Small Yet So Costly Java Mistake

Posted by & filed under , , .

DukeWithHelmetOK so I felt like I needed to share this code with “the world” as I think it’s a good example of a few things:

  • first of all nobody’s perfect — I know you read that in my website tag line 🙂 but yeah nobody’s perfect… sadly, in this instance, myself included 🙂
  • secondly, it shows that the smallest (really really small as you will see!) mistake can have huuuge repercussions. This ought to be an incentive for most people to get a second pair of eyes on their code every now and then — I’m not talking pair programming and rigorous lengthy code reviews, but just someone else to spend half an hour maybe a week over your code. In this particular case, I was definitely experiencing “code fatigue” — so I was staring at the same piece of code which screams obvious mistake to everyone with a fresh pair of eyes but it did not occur to me until I took a break of a few days then looked back at the code and spotted it right away.
  • thirdly, it should discourage everyone to re-invent the wheel. In my case, simply using something like the Guava library and their ThreadFactoryBuilder would have avoided this from the beginning.
  • and last but not least, to the devs out there looking after plugins such as FindBugs, PMD and the likes — this sort of issue would never get caught by these tools (at the moment at least!) so perhaps might be something to add to these tools.

And now, after this (rather majestic and) long intro, let’s look at what is this small costly mistake I’m talking about.

To put everything in context first, I’m debugging a multi-threaded application; this beast has tons of threads, I’m not kidding. And I’m only interested in one 🙂 In other words, I have a one particular piece of code executing in one of the threads in this application and I want to debug it. The problems is that occasionally with so many threads in my application and so many breakpoints, it’d difficult to identify which thread is running the piece of code I’m interested in. My code uses a thread pool of about 50 threads and submits tasks running this piece of code to the thread pool — so it’s difficult to figure out which thread is which at times.

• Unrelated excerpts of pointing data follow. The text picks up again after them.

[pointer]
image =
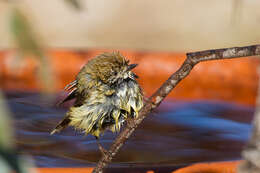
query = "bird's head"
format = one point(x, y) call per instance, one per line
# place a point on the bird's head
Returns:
point(111, 68)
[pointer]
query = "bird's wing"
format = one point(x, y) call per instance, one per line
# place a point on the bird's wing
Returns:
point(72, 88)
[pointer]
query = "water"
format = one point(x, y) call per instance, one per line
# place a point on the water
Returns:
point(177, 133)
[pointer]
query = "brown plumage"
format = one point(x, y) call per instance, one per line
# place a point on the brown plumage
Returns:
point(106, 93)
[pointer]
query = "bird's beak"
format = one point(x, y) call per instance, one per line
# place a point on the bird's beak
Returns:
point(131, 66)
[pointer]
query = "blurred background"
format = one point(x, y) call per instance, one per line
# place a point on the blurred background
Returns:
point(179, 25)
point(207, 117)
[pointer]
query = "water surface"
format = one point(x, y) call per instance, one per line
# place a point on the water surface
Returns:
point(177, 133)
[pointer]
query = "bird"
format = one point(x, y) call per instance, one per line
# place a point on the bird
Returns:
point(106, 93)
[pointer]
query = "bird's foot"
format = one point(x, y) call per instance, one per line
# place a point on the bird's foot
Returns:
point(101, 148)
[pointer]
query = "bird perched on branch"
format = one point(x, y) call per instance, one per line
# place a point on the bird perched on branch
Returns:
point(106, 93)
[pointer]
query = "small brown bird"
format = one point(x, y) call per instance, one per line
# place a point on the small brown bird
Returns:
point(106, 93)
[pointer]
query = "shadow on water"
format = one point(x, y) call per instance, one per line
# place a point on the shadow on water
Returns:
point(178, 133)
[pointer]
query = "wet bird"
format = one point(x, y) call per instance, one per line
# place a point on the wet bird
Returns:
point(106, 93)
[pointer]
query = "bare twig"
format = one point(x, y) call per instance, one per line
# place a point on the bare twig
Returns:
point(155, 100)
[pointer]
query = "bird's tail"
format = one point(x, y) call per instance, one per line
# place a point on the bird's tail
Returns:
point(61, 125)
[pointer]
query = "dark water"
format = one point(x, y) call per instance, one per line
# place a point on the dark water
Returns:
point(178, 133)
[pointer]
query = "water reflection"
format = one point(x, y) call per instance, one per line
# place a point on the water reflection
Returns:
point(178, 133)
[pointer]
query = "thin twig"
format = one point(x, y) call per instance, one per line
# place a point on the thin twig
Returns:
point(155, 100)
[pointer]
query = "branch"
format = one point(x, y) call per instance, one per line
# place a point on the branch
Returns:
point(155, 100)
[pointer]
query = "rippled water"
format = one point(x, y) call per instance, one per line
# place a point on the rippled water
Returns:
point(178, 133)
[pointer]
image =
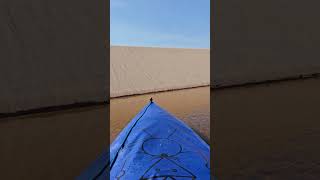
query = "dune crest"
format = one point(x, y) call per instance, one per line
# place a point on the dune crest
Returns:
point(139, 70)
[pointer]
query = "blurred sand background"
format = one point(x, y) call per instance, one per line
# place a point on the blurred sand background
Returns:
point(177, 79)
point(138, 70)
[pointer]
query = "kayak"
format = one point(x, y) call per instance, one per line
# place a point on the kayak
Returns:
point(154, 145)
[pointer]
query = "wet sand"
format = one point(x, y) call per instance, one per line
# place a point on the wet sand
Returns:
point(190, 105)
point(267, 131)
point(55, 145)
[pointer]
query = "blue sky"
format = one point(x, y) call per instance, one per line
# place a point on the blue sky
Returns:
point(160, 23)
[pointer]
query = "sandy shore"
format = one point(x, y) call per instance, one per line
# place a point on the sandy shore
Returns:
point(190, 105)
point(138, 70)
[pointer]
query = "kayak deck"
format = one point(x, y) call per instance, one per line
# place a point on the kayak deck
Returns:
point(156, 145)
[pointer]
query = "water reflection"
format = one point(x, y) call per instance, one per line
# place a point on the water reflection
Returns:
point(190, 105)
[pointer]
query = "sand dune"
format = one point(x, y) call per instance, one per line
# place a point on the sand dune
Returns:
point(138, 70)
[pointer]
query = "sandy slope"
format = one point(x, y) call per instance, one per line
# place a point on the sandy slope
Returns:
point(137, 70)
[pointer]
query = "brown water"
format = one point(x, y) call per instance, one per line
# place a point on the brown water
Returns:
point(268, 131)
point(190, 105)
point(56, 145)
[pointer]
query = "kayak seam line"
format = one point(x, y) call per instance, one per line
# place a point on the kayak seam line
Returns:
point(122, 145)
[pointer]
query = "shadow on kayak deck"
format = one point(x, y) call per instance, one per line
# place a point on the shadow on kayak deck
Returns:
point(154, 144)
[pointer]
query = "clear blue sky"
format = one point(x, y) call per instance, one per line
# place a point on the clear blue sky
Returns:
point(160, 23)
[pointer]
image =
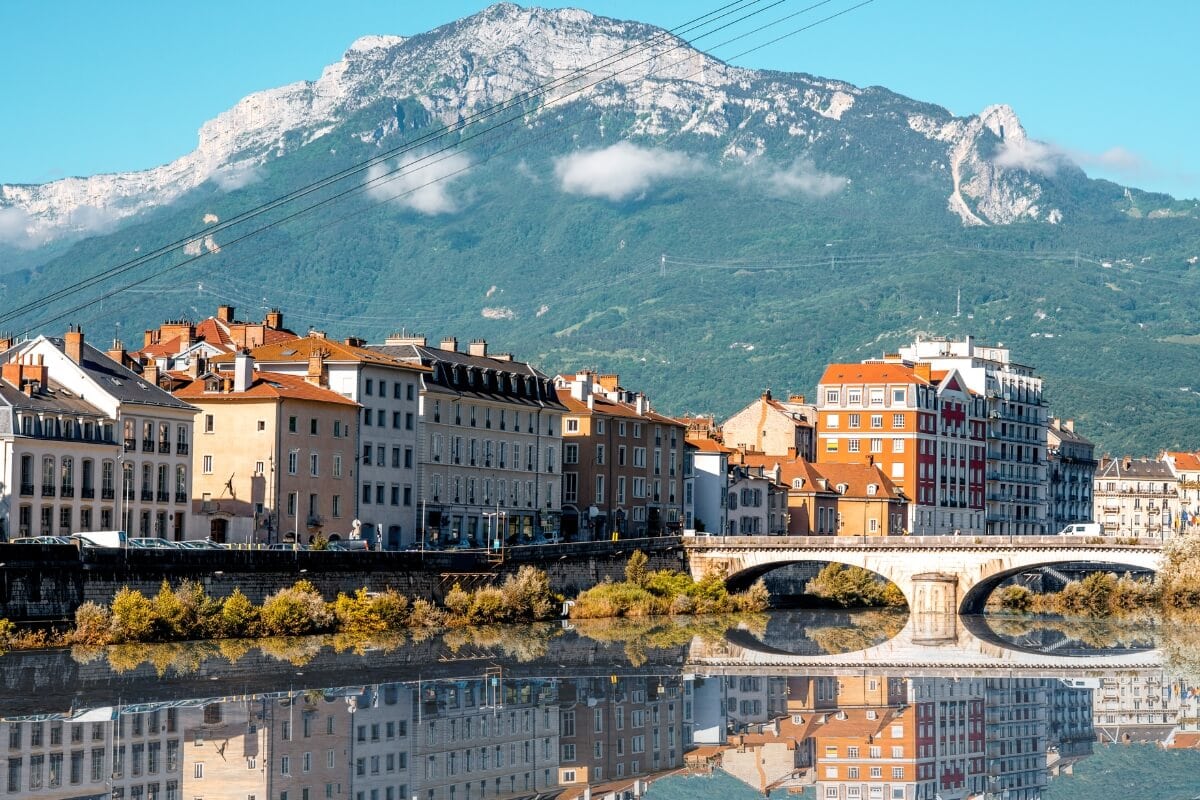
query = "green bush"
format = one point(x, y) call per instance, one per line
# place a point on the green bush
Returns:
point(94, 625)
point(239, 617)
point(297, 611)
point(133, 617)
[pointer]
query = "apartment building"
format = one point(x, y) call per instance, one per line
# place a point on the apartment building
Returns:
point(923, 428)
point(491, 443)
point(1071, 463)
point(622, 461)
point(385, 438)
point(151, 471)
point(1015, 411)
point(274, 457)
point(1137, 497)
point(773, 427)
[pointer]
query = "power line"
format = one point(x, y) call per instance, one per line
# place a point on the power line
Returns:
point(432, 136)
point(393, 174)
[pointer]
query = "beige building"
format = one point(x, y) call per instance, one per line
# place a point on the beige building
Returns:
point(274, 456)
point(1137, 498)
point(773, 427)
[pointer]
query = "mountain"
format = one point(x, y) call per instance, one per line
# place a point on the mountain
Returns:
point(802, 220)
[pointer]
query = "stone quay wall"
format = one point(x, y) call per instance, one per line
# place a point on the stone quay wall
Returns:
point(48, 582)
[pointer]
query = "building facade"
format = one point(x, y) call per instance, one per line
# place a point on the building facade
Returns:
point(274, 457)
point(491, 444)
point(622, 462)
point(148, 491)
point(1071, 462)
point(1135, 498)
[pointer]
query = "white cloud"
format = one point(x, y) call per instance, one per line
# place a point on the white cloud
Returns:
point(234, 176)
point(1047, 158)
point(419, 185)
point(17, 228)
point(622, 170)
point(803, 178)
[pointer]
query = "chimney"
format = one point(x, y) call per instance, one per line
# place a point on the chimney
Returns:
point(581, 388)
point(73, 343)
point(118, 352)
point(243, 371)
point(317, 368)
point(397, 340)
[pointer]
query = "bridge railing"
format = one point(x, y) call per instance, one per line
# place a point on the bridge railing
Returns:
point(922, 542)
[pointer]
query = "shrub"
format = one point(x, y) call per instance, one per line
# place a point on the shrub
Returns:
point(457, 601)
point(527, 595)
point(487, 605)
point(133, 617)
point(1015, 599)
point(636, 569)
point(93, 625)
point(239, 617)
point(297, 611)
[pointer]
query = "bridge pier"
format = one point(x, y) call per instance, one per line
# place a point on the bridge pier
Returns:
point(934, 607)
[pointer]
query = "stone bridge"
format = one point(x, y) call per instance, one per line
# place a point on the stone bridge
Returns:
point(951, 647)
point(937, 575)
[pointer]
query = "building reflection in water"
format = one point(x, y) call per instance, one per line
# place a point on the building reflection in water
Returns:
point(852, 737)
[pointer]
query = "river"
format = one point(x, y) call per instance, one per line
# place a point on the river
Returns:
point(855, 705)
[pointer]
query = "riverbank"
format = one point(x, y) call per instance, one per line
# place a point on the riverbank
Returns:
point(186, 612)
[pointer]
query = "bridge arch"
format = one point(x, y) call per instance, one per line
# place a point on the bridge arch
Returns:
point(975, 599)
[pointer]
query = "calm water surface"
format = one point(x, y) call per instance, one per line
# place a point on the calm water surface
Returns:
point(863, 705)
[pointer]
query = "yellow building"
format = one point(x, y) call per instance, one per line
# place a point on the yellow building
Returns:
point(274, 456)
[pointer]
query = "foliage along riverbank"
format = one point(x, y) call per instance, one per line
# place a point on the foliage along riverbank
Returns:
point(1174, 590)
point(187, 613)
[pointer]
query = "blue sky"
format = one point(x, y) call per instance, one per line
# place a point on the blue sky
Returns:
point(108, 86)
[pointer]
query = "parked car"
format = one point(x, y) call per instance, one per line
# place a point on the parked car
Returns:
point(349, 545)
point(153, 543)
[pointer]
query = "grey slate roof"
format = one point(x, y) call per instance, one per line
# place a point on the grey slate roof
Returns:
point(480, 377)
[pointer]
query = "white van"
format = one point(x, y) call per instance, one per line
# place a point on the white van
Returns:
point(102, 539)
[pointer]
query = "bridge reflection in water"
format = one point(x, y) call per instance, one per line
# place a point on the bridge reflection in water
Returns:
point(949, 708)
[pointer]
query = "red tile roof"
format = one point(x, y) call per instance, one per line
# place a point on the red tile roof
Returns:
point(268, 385)
point(870, 373)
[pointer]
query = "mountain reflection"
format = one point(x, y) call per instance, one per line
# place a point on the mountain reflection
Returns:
point(597, 710)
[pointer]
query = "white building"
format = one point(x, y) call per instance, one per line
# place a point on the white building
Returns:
point(107, 427)
point(491, 443)
point(1017, 477)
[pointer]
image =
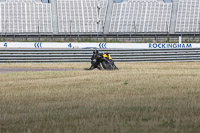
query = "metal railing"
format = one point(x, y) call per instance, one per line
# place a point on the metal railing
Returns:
point(84, 55)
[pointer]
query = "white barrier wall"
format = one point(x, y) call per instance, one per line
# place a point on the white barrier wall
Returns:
point(98, 45)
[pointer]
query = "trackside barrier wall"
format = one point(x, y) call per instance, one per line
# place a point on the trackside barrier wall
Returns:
point(79, 52)
point(100, 45)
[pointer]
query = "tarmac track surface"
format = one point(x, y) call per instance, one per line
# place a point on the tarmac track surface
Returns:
point(13, 70)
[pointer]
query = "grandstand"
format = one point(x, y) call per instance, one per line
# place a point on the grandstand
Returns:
point(108, 17)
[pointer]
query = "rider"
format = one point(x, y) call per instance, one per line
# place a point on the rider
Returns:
point(95, 61)
point(107, 56)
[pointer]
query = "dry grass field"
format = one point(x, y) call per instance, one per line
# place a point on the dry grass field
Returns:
point(139, 98)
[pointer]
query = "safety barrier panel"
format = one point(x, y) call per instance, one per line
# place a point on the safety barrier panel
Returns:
point(83, 55)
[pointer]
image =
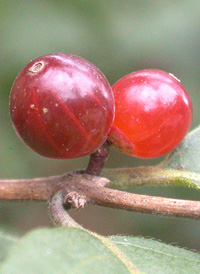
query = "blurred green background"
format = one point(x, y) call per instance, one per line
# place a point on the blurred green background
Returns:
point(118, 37)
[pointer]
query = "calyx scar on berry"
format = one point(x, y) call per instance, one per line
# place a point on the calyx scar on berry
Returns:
point(62, 106)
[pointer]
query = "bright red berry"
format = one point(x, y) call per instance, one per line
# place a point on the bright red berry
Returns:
point(62, 106)
point(153, 113)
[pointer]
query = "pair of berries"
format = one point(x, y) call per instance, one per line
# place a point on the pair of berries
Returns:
point(63, 107)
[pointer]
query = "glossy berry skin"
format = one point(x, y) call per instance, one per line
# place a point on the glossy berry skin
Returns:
point(153, 113)
point(62, 106)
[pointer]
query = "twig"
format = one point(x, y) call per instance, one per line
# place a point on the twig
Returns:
point(94, 190)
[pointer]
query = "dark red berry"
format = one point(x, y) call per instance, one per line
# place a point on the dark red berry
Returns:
point(62, 106)
point(153, 113)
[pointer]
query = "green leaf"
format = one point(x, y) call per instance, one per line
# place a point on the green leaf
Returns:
point(6, 242)
point(187, 155)
point(152, 257)
point(70, 250)
point(181, 167)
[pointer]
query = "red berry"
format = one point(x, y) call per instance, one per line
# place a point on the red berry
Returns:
point(153, 113)
point(62, 106)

So to make it easier on myself during my debugging sessions in IntelliJ, I’ve decided to use a ThreadFactory and pass that in the call to Executors.newCachedThreadPool() — the ThreadFactory will simply name my threads some name which would make it easier for me to recognize. (In fact it will use a “stem” and a counter — so names will be something like MyThread.001, MyThread.002, MyThread.003 and so on…)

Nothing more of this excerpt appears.